A classmate and I iterated on a mass-spring system to eventually build it into an entire cloth simulation with sphere collision capability. We intentially designed the spring force propogation through the cloth to minimize computation time, and we had to integrate the spring forces with a more accurate integration scheme than basic Eulerian to keep the simulation from diverging.
Notable Experiences
Structured the simulation steps for Midpoint Integration.
Designed our data and pipeline to handle tearing as elegantly as possible (including in the GPU).
Utilized OpenMP on the many for-loops for a minor performance increase.
Dealt with many issues regarding "realistic cloth" -- i.e. the weight of the cloth itself influencing its springs and all of the implications for more complex movements than hanging.
We chose to focus primarily on the cloth and spring system, because we felt it was the most interesting and challenging set of options on the list. The spring calculations took a large portion of the time, both implementing and debugging. Initially we used Eulerian integration to simulate position and velocity, but we found this was insufficient and tended to be very unstable. Switching to Midpoint Integration produced a much more computationally complex, but much more stable system.
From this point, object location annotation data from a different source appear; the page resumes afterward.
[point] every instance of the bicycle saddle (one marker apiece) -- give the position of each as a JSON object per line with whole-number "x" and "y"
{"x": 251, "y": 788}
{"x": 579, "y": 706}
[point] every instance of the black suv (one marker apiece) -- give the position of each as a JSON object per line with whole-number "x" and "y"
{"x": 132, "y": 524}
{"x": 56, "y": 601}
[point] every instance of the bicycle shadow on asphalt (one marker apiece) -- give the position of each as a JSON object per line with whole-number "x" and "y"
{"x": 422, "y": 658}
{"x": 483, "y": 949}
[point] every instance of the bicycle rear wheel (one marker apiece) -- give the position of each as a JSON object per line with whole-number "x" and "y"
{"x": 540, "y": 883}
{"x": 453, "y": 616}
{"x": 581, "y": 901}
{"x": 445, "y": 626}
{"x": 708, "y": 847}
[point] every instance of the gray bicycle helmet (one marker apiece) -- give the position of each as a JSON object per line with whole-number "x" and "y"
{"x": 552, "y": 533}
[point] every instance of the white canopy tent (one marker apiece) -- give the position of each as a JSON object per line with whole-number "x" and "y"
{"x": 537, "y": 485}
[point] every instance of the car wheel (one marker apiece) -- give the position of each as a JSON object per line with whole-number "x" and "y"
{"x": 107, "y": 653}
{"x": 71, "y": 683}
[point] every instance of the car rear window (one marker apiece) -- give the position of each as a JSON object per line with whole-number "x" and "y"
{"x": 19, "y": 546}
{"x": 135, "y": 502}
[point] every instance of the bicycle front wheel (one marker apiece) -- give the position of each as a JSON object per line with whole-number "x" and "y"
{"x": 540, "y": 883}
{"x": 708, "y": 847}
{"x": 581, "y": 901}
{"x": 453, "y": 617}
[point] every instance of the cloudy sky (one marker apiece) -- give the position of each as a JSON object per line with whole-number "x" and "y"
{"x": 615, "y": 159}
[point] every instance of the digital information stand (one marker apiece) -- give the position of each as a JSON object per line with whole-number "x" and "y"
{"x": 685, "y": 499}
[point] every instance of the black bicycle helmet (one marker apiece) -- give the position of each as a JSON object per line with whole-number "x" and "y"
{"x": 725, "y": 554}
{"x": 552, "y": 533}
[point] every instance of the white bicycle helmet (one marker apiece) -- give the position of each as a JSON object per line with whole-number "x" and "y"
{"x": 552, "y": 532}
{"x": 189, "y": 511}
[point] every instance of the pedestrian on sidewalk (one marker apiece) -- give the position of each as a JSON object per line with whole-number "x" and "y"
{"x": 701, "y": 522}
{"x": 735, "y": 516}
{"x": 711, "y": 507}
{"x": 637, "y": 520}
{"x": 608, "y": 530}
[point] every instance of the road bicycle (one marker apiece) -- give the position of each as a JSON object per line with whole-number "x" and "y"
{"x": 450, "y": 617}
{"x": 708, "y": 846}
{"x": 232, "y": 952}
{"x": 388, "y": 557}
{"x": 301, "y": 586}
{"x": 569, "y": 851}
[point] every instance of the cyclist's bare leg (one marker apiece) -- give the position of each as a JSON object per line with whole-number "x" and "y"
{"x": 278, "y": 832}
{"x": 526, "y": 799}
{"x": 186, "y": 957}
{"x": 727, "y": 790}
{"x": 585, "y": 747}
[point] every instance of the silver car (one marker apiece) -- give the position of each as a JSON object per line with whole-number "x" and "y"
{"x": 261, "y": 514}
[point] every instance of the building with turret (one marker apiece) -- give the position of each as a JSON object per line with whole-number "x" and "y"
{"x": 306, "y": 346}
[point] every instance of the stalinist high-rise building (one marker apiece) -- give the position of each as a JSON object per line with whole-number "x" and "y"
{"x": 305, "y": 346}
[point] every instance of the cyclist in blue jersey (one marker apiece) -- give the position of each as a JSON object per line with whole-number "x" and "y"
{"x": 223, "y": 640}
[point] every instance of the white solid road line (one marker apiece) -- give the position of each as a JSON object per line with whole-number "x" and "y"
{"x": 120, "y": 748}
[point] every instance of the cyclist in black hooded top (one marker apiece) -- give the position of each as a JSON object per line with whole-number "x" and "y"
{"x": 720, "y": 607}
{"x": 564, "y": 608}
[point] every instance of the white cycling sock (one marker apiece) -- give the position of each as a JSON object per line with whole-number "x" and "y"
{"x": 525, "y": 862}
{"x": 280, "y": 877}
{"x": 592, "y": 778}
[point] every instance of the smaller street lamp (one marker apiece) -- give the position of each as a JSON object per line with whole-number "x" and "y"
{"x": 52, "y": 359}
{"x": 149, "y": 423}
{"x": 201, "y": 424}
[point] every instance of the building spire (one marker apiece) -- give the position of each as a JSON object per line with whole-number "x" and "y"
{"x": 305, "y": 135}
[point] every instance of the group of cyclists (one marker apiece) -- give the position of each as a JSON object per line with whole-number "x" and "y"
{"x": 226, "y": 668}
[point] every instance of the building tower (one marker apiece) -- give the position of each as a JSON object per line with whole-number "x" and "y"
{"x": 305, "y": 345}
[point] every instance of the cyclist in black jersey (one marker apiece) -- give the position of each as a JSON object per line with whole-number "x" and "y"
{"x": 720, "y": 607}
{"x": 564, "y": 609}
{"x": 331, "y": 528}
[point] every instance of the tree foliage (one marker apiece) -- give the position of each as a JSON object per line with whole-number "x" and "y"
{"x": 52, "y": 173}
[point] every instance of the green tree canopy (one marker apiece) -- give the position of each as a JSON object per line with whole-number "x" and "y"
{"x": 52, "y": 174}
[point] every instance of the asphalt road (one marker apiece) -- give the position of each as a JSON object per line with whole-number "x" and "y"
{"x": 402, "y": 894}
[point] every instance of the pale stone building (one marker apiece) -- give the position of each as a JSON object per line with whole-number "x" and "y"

Tearing was slightly easier than predicted, we had already associated faces, points, and springs together, and so deleting them in unison proved to be a relatively simple task.
Many conflicts were had between this sphere and the cloth.
The largest difficulties during the project came from fine-tuning and debugging the physics. It is difficult to debug a system that has so much variation within it, so some of our visual guesses at what was 'right' belied errors lurking underneath in the physics simulation. Even when we were doing the right things, the integration method made it seem like something was wrong, adding to the difficulty of correcting errors. This was compounded by our spring-system; it allowed for variations like fixed springs, which we soon found out propagated a whole lot of fake values through the rest of our cloth!
Looks like an angel? Totally. Accurate physics? Probably not.
The spatial data structure was another portion of the project we attempted to implement. Initially, we had the completely wrong idea and ended up implementing a bounding volume hierarchy that was on the order of log(n) for every update frame! (n equals number of points connected to springs in the cloth)
We were desperate to speed up the simulation at that point, so we investigated better solutions to generating the bounding volumes. We eventually discovered that Release mode in Visual Studio that optimizes the solution, which yielded the speed-up that we desperately wanted. We still attempted to create a better BVH that involved a grid-like solution for determining how to divvy up the particles on the cloth. We achieved a good solution but quickly found out that we still couldn't beat the performance of the optimizer! Even when we used the BVH, the generation time would eat into the time frame more than checking every collision against a single sphere, so we dropped that feature before we finished it.